1. 	(Currently amended)	A network microphone device comprising:
one or more microphones;

one or more processors;
memory comprising tangible, non-transitory computer-readable media storing instructions executable by the one or more processors to cause the network microphone device to perform operations comprising:
receiving, via the one or more microphones, voice data indicating a voice input, wherein the received voice data includes a first portion representing an activation word corresponding to one of a plurality of voice services and a second portion representing a voice command, wherein the plurality of voice services are externally registered to a media playback system associated with the networked microphone device;
identifying, prior to performing speech recognition on the second portion of the received voice data representing the voice command, from among the plurality of voice services, a voice service to process the voice input, wherein the identifying comprises (i) determining a closest match of the first portion of the received voice data representing the activation word with corresponding activation word data stored in a recognition dataset on the network microphone device, (ii) determining a confidence score of the closest match of the first portion of the received voice data representing the activation word with the corresponding activation word data, and (iii) comparing the confidence score with a predetermined threshold score, wherein the predetermined threshold score has a first value if the closest match of the first portion of the received voice data representing the activation word with the corresponding activation word data is associated with a first voice service, and the predetermined threshold score has a second, different value if the closest match of the first portion of the received voice data representing the activation word with the corresponding activation word data is associated with a second voice service; 

transmitting, via the network interface, the first portion of the received voice data representing the activation word and the second portion of the received voice data representing the voice command to the selected voice service only if the confidence score is greater than or equal to the predetermined threshold score; 
receiving, from the identified voice service, an indication of whether the first portion of the received voice data representing the activation word was recognized by the identified voice service; and
in response to the received indication of whether the first portion of the received voice data representing the activation word was recognized by the identified voice service, updating the activation word data in the recognition dataset.

2.	(Canceled)

3.	(Canceled)

4.	(Canceled)

5.	(Currently amended)	The network microphone device of claim [[3]] 1, wherein the network microphone device is a first device of the media playback system, and wherein the instructions stored on the memory further include instructions for:
predetermined threshold score.

6.	(Previously presented)	The network microphone device of claim 5, wherein the confidence score is a first confidence score, and wherein the instructions stored on the memory further include instructions for:
receiving, via the network interface from the second device, an indication of a second confidence score, wherein the second confidence score is greater than the first confidence score; 
comparing the second confidence score with the predetermined threshold score; and 
transmitting, via the network interface, the first portion of the received voice data representing the activation word and the second portion of the received voice data representing the voice command to the identified voice service only if the second confidence score is greater than or equal to the predetermined threshold score.

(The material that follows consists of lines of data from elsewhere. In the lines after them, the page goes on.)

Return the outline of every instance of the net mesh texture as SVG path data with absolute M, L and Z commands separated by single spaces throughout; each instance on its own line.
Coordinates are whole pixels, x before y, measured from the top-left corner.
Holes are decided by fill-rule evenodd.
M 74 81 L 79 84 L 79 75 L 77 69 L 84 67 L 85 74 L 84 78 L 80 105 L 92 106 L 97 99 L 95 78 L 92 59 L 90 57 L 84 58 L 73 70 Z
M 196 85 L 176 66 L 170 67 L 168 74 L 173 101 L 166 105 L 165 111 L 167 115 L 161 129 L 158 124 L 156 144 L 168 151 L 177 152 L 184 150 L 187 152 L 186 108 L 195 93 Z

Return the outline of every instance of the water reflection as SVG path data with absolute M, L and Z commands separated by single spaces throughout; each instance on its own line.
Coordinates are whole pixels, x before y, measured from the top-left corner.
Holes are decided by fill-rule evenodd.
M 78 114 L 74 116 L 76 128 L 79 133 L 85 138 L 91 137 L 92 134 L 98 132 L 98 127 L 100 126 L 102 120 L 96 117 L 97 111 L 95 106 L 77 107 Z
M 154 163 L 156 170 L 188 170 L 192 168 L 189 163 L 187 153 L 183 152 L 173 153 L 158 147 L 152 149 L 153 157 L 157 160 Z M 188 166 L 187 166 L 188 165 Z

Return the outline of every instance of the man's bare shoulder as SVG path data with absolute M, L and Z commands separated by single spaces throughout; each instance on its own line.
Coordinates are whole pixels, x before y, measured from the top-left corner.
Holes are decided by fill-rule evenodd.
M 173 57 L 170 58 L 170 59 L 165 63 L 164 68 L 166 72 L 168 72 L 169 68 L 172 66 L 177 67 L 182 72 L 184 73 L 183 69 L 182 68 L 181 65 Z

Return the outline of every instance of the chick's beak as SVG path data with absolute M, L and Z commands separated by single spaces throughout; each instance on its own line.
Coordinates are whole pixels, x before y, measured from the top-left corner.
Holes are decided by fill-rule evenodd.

7.	(Original)	The network microphone device of claim 5, further comprising:
a transducer configured to output audio, 
wherein the confidence score is a first confidence score, and wherein the instructions stored on the memory further include instructions for:

comparing the second confidence score with the predetermined threshold score; and 
outputting, via the transducer, a request for additional user voice input if the second confidence score is less than the predetermined threshold score.

8.	(Canceled)

9.	(Currently amended)	The network microphone device of claim [[3]] 1, wherein updating the activation word data in the recognition dataset comprises adjusting the predetermined threshold score.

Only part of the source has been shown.